Are there likely to be any developments in the future? 

Competition problems related to the sale of sports media rights will continue to arise at the national level. Public authorities will inevitably face stricter State aid control when supporting professional sports. State aid control could also be an effective instrument to put an end to the practice that selective tax exemptions for UEFA, FIFA, the IOC, etc. are a condition for applications to host international sporting events. 

The European Commission is currently examining a new complaint against FIFA’s ban on third-party ownership of players’ economic rights (TPO) in football and one concerning FIFA’s new regulations for player’s agents. These could result in high-profile cases. 

I do hope that the Commission will reclaim its responsibility for ensuring that rules and practices of international sports associations comply with EU competition law, particularly when athletes lodge complaints. National competition authorities lack the political power to confront international federations. And for most athletes, the possibility of private enforcement is not a real alternative given clauses barring access to national courts, the costs and the length of proceedings. For example, I am currently advising two Dutch Olympic speed skaters whose faith lies entirely in the hands of the Commission. They filed a complaint against the International Skating Union, who threatens them with a lifelong ban if they would participate in lucrative events outside the official calendar. The European Parliament has urged the Commission to open a formal investigation so we are optimistic that the Commission will take its responsibility and handle this case.  


What should lawyers in this field advise their clients? 

It is all about justifications. What you often see is that, in an attempt to shield certain practices from competition law scrutiny, much effort is put into arguments that, for example, sports associations or clubs are not “undertakings”. And only when these fail, recourse is made to underdeveloped arguments about the specificity of sport. Yet the true test lies here: are the restrictive effects reasonably necessary for the organization and proper conduct of sport? This obviously necessitates a good understanding of the sports sector and its internal dynamics. Even more so because competition authorities and courts typically give considerable deference to the legitimate role and expertise of sports associations in regulating their competitions.  

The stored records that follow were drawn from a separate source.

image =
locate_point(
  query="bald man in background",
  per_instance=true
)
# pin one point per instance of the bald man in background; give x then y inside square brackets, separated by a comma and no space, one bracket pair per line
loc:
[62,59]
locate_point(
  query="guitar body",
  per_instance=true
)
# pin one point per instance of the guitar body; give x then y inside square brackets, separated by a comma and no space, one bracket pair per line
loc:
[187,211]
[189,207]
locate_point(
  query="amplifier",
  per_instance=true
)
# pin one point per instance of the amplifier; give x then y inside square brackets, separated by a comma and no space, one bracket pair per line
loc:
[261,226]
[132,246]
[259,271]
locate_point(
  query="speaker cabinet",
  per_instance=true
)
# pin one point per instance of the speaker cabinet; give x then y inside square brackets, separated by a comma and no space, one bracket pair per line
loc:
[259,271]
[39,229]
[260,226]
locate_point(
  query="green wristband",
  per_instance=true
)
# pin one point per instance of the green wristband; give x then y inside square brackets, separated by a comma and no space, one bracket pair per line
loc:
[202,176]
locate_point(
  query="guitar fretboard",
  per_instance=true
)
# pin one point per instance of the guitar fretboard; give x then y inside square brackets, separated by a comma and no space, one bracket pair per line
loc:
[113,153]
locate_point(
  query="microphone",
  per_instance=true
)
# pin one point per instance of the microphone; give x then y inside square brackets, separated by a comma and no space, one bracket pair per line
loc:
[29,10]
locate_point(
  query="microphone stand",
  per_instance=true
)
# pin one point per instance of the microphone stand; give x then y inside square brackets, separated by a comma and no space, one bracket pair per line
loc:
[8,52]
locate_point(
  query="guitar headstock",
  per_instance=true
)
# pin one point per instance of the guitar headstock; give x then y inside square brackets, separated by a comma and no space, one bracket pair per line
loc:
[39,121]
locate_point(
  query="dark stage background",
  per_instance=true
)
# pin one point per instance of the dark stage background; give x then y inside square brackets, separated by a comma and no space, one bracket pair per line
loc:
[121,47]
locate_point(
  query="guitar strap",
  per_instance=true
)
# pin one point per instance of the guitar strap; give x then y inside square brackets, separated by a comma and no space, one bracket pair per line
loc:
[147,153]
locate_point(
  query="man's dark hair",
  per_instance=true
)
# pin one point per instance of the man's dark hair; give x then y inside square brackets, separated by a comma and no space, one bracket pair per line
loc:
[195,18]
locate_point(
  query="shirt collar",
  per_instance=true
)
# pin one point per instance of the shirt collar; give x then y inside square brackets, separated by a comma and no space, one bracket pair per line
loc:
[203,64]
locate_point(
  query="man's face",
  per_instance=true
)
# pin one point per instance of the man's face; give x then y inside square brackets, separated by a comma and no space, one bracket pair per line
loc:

Given that most sports-related antitrust cases are now being addressed at the national level, there is a strong need to learn and draw from this decisional practice and case law. I am currently developing a database that reports and comments on all these cases, which should be a useful resource for those advising clients in the sports world.


Comments (1) -

  • Loek Jorritsma

    5/22/2015 1:25:32 PM |

    I have some questions. Where can I find why and what is a sportorganisation? Is, for example, indeed the International Automobile Federation a sportorganisation? Who decides? On what grounds? And is bodybuilding a sport? Why and who decides? On what arguments? In my opinion, since sportorganisations are not by name and activity defined by national and international law, there is no groud to exempt them form competition law. And I dislike it. Because I think sportorganisation have to be considerd as the organisations to deliver services of general interest. There is still a gap between the status of organisations and their activities.